Übrigens hat auch Dylan Dog eine eigenartige Familiengeschichte. Vielleicht „existiert“ er ja gar nicht im klassischen Sinne sondern ist eine Reinkarnation, selber ein Gespenst, das auf seine Erlösung wartet, und sein Vater teilt sich, das kennen wir, in eine helle und eine dunkle Seite, was einmal mehr bei Dylan Dog als weniger manichäisch und komplexreduziert erscheint als anderswo. In den regelmäßigen „Rückblende“-Geschichten erfuhren wir zum Beispiel, dass Dylan einmal eine Liebesgeschichte mit einer Frau erlebt, die eigentlich seine Mutter ist, und schon im ersten Album begegnet er dem Mann, der eigentlich sein Vater ist („eigentlich“, weil es schwer ist, den Realitäts-Status dieser dunklen Charaktere, die einst auf einer Galeone übers Meer segelten, zu bestimmen).

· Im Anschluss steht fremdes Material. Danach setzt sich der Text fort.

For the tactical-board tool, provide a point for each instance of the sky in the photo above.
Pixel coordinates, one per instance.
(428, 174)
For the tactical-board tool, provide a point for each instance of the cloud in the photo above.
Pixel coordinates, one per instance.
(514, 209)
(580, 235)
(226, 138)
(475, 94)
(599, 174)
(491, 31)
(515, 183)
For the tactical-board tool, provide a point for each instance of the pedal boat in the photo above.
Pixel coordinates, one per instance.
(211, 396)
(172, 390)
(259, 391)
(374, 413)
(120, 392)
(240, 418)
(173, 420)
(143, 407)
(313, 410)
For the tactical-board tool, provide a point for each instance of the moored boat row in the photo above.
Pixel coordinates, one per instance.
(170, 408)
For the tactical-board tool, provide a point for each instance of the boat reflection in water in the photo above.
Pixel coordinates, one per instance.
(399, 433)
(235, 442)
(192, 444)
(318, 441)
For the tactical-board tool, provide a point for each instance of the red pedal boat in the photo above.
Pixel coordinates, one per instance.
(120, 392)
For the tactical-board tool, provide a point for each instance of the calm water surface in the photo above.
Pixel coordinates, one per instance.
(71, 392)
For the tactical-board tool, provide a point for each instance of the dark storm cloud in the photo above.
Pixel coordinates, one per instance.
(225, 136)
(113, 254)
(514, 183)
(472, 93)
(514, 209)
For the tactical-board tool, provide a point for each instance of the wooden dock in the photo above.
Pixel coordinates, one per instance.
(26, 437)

Nach seinem Rausschmiss bei Scotland Yard führt Dylan ein eher bescheidenes Leben als Privatdetektiv (in der Craven Road 7 – die Adresse existiert tatsächlich und wurde zum Pilgerort der Dylan Dog-Fans) mit der Spezialität des Übersinnlichen. Er hat das immer gleiche Outfit, rotes Hemd mit hohem Kragen (so ist es auf den farbigen Titelbildern zu sehen), dunkles Jackett und Blue Jeans. E hat genau 12 Outfits der selben Art; es ist die Kleidung, die er trug als er Lillie Connolly verlor. Er fährt einen alten VW-Cabrio-Käfer mit der Nummer DYD 666. Wenn er zuhause ist, entspannt er sich mit dem Klarinettenspielen und der Arbeit an einer Modell-Galeone, die immer wieder eine Rolle in seinen Erlebnissen spielt und die ihm ein geheimnisvoller Antiquar zuspielte: einer, der unentwegt am Modell seines Familienfluchs arbeitet. Er hat einen Diener/Assistenten, der Groucho heißt und auch so aussieht und eine Vorliebe für sarkastische Sprüche (gern auch zur Unzeit) hat, den er nur schlecht oder gar nicht bezahlen kann und den er bei seinem allerersten Fall, einem Speicher-Spuk, buchstäblich aus einer Kiste zog. Merkwürdigerweise hat Groucho, obschon er im allgemeinen nur die Aufgabe zu haben scheint, ein wenig comic relief beizusteuern, die sonderbare Fähigkeit in Augenblicken höchster Gefahr bei seinem „capo“ aufzutauchen und ihm seinen alten Revolver zuzuwerfen, und in den Tiefen der Backstory ist er es, der Dylan von der Flasche und zur Eröffnung des Detektivbüros bringt, denn die Erzählmaschine verarbeitet im Dylan Dog-Kosmos unentwegt die Frage, wer eigentlich wen „macht“ – und wer, möglicherweise wen „träumt“. Ansonsten ist Dylans einziger verlässlicher – wenn auch schlecht gelaunter – Verbündeter der massige Inspector Bloch von Scotland Yard, auch er schmerzlich und familiär mit der Geschichte des Helden verbunden. Zu den Figuren, die immer wieder auftauchen gehören ein zotteliger Hund, ein gewisser H.G. Wells und der Tod höchstpersönlich. Aber auch die Objekte, wie der alte Revolver, die Türklingel, der Sessel, in dem Dylan den Geschichten der Klienten lauscht, die Hände nach Psychologen-Art gegeneinander gehalten, sind Elemente von Wiederkehr und Variation. „Dylan Dog“ ist, natürlich, auch eine Schule des Sehens.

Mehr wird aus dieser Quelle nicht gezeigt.